If you happen to click on the question mark next “Partner Content”, you’re told that “This advertisement has been produced by the commercial department of the Financial Times on behalf of Invest Qatar“. Invest Qatar, also known as the Investment Promotion Agency Qatar, was established by the country’s Ministry of Commerce and Industry in 2019, and has been framed by MEMRI as part of a broader strategy by the Gulf state to “neutralize criticism of its authoritarian rule and [role as] financial sponsor of terrorism” and project an image of “innovation“.
Invest Qatar has a promotional (propaganda) video on YouTube which, they acknowledge, was “developed in partnership with the Financial Times“.
Moreover, those who’ve been reading the FT’s reporting on Israel, particularly since the Oct. 7th massacre, could certainly be forgiven for wondering if its coverage has been compromised by a relationship with the government that’s a long-standing backer of the Muslim Brotherhood (MB), and Hamas, the Palestinian offshoot of the MB, and which has one of the worst records on press freedom.

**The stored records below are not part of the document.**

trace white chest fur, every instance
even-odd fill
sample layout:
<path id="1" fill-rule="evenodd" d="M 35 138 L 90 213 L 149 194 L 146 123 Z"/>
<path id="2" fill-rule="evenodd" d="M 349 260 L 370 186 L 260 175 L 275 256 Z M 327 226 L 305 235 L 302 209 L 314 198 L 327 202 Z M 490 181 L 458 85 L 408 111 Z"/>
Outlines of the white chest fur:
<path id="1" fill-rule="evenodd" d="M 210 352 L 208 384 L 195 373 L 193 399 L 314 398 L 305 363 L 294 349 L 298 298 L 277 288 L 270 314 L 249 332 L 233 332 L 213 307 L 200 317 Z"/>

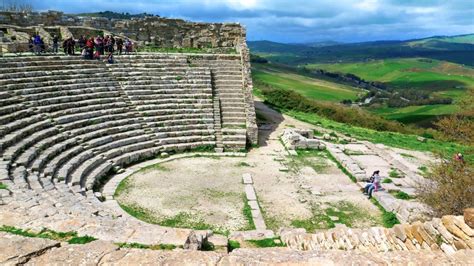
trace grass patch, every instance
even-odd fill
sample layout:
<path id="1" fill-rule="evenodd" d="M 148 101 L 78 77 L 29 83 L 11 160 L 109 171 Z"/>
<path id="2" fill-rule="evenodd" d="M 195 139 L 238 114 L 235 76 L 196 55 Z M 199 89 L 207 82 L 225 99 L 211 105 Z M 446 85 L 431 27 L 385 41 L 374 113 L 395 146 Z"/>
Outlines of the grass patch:
<path id="1" fill-rule="evenodd" d="M 120 248 L 140 248 L 140 249 L 151 249 L 151 250 L 173 250 L 177 246 L 173 244 L 159 244 L 159 245 L 145 245 L 140 243 L 117 243 Z"/>
<path id="2" fill-rule="evenodd" d="M 329 204 L 329 207 L 325 209 L 313 205 L 311 211 L 312 217 L 293 220 L 291 225 L 296 228 L 304 228 L 307 232 L 315 232 L 319 229 L 334 228 L 336 223 L 352 227 L 360 221 L 373 221 L 373 217 L 369 213 L 347 201 Z"/>
<path id="3" fill-rule="evenodd" d="M 326 155 L 323 151 L 300 149 L 297 150 L 296 156 L 289 157 L 288 168 L 297 173 L 303 167 L 311 167 L 316 173 L 322 173 L 328 167 L 325 159 Z"/>
<path id="4" fill-rule="evenodd" d="M 403 191 L 392 191 L 390 192 L 395 198 L 401 199 L 401 200 L 411 200 L 414 199 L 414 197 L 408 195 L 406 192 Z"/>
<path id="5" fill-rule="evenodd" d="M 420 171 L 420 174 L 423 177 L 427 177 L 429 175 L 428 167 L 426 167 L 426 166 L 420 166 L 420 167 L 418 167 L 418 170 Z"/>
<path id="6" fill-rule="evenodd" d="M 0 182 L 0 189 L 8 189 L 8 186 Z"/>
<path id="7" fill-rule="evenodd" d="M 406 158 L 415 158 L 415 156 L 408 154 L 408 153 L 400 153 L 401 156 L 406 157 Z"/>
<path id="8" fill-rule="evenodd" d="M 227 230 L 222 230 L 216 226 L 207 224 L 202 218 L 187 212 L 180 212 L 170 217 L 155 217 L 149 211 L 137 206 L 128 206 L 119 202 L 120 207 L 131 216 L 151 224 L 175 228 L 190 228 L 194 230 L 212 230 L 216 234 L 229 235 Z"/>
<path id="9" fill-rule="evenodd" d="M 393 180 L 390 179 L 390 178 L 384 178 L 384 179 L 382 180 L 382 183 L 384 183 L 384 184 L 390 184 L 390 183 L 393 183 Z"/>
<path id="10" fill-rule="evenodd" d="M 255 223 L 253 221 L 252 217 L 252 208 L 250 208 L 250 205 L 247 201 L 247 198 L 245 195 L 243 195 L 243 200 L 244 200 L 244 208 L 242 209 L 242 213 L 247 220 L 247 226 L 241 229 L 241 231 L 248 231 L 248 230 L 254 230 L 255 229 Z"/>
<path id="11" fill-rule="evenodd" d="M 375 198 L 371 198 L 370 201 L 382 212 L 382 224 L 384 227 L 392 228 L 400 223 L 395 213 L 386 211 Z"/>
<path id="12" fill-rule="evenodd" d="M 229 240 L 227 243 L 227 251 L 232 252 L 232 250 L 240 248 L 239 241 Z"/>
<path id="13" fill-rule="evenodd" d="M 392 178 L 400 178 L 400 173 L 398 173 L 398 170 L 397 169 L 394 169 L 392 168 L 392 170 L 390 170 L 390 172 L 388 173 L 388 176 L 392 177 Z"/>
<path id="14" fill-rule="evenodd" d="M 466 154 L 466 161 L 474 161 L 474 155 L 472 155 L 472 153 L 468 153 L 470 147 L 467 145 L 461 145 L 454 142 L 440 141 L 436 139 L 431 139 L 426 143 L 420 143 L 420 141 L 417 139 L 417 135 L 402 134 L 390 131 L 377 131 L 358 126 L 351 126 L 348 124 L 323 118 L 314 113 L 306 113 L 300 111 L 283 111 L 283 113 L 303 122 L 322 126 L 325 128 L 331 128 L 342 134 L 351 134 L 353 137 L 360 140 L 367 140 L 373 143 L 381 143 L 390 147 L 425 152 L 428 151 L 442 154 L 454 154 L 456 152 L 461 152 L 463 154 Z"/>
<path id="15" fill-rule="evenodd" d="M 0 227 L 0 231 L 24 237 L 38 237 L 63 241 L 68 242 L 69 244 L 87 244 L 89 242 L 97 240 L 92 236 L 78 236 L 77 232 L 57 232 L 46 228 L 42 229 L 40 232 L 32 232 L 30 230 L 24 230 L 13 226 L 3 225 L 2 227 Z"/>
<path id="16" fill-rule="evenodd" d="M 164 167 L 163 165 L 157 163 L 157 164 L 145 166 L 142 169 L 140 169 L 139 172 L 148 173 L 148 172 L 151 172 L 151 171 L 169 171 L 169 170 L 170 169 L 168 169 L 168 168 Z"/>
<path id="17" fill-rule="evenodd" d="M 92 236 L 76 236 L 71 239 L 69 239 L 67 242 L 69 244 L 87 244 L 89 242 L 92 242 L 96 240 L 96 238 Z"/>
<path id="18" fill-rule="evenodd" d="M 246 163 L 246 162 L 239 162 L 237 164 L 238 167 L 252 167 L 250 164 Z"/>
<path id="19" fill-rule="evenodd" d="M 283 243 L 279 237 L 265 238 L 260 240 L 247 240 L 247 242 L 258 248 L 273 248 L 286 246 L 285 243 Z"/>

While we recently posted about the FT’s three cheers for the Qatari state-controlled Al Jazeera, a recent report (“Israel unbound: was Qatar a strike too far?“, Sept. 10), by their Middle East editor Andrew England and Neri Zilber, goes even further in casting Doha as the victim of Israeli aggression.

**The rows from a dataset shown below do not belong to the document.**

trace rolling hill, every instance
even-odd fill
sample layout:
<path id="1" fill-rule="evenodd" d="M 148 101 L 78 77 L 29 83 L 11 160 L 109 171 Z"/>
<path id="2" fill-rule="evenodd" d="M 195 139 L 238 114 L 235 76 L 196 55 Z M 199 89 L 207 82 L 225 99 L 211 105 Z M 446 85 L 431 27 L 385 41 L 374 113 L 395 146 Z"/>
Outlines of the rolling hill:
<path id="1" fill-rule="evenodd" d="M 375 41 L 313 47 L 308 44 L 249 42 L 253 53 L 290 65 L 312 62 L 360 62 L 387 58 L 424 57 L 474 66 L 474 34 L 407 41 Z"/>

In the opening, when describing the scene around the IDF’s (seemingly unsuccessful) attempt to kill Hamas leaders meeting in a Doha office, readers are told that Israel struck the building, “as children in the upscale neighbourhood of embassies, hotels and malls enjoyed their after-school activities“, while failing to note that there weren’t any claims, even by Hamas or Qatar, that civilians were killed in the blast.

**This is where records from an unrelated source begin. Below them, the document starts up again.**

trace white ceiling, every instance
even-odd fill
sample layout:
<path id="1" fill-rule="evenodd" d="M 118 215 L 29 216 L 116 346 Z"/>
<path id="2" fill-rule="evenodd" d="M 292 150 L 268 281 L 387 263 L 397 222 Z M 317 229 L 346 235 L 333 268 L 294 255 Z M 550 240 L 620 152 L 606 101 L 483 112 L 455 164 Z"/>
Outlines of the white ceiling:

Then, for context about recent events, the FT writes that “since Hamas’s October 7 2023 attack and the outbreak of a multifront regional war, Israel has used its superior air power to launch strikes on Lebanon, Iran, Syria, Yemen, Gaza and the occupied West Bank“, while failing to accurately frame the “outbreak” of war as having been initiated by terror groups and state actors in Lebanon, Iran, Syria, Yemen and Gaza.
Later in the piece, the journalists reinforce this ‘Israel is attacking Middle East countries’ narrative, when they write that the attack on Hamas leadership in Doha “makes it the sixth Middle East capital to be hit by Israeli missiles this year“, without the crucial context that Israel has been in a seven front war – one not of its choosing – for much of the last twenty-three months. The fact that, for instance, to this day, hundreds of thousands of Israelis are still often forced to run to bomb shelters, typically due to warnings of Houthi ballistic missile or drone attacks, is something that the Tel Aviv-based Zilber would surely know, but which is, quite tellingly, omitted from the piece.
The target of this latest Israeli attack, however, England and Zilber aver, was on a “major non-Nato all[y], a state that not only hosts the biggest American military base in the region but has been integral to months of tortuous US-backed efforts to secure a ceasefire in Gaza and the release of Israeli hostages“, a characterisation of the Hamas-sponsoring state that could have been published at Al Jazeera. “Shockwaves”, they add, were felt “across oil-rich Gulf nations” from this latest example of what the FT referred to in its own voice as Israel’s “unchecked belligerence” – a flagrant example of editorialising in a putatively straight news story.
The FT journalists are so insistent on whitewashing Qatari’s malevolence that, towards the end of the piece, they uncritically cite Doha’s statement that the “strike [was] an act of ‘state terrorism’, without noting the country’s own well-documented record of supporting Islamist terrorists.
Finally, we generally believe that ideology and group-think drive anti-Israel media bias more than any other factors. Further, as our focus is almost always on the biased content itself, rather than the motivation of the bias, we’ll continue to hold the Financial Times accountable for their ubiquitously misleading coverage of the region,
However, while the “follow the money” aphorism is normally far too simple an explanation when analysing institutional bias of any kind, the FT’s financial relationship with Qatar raises some serious questions in the context of their coverage of Qatar, and their increasing slouch towards anti-Israel advocacy.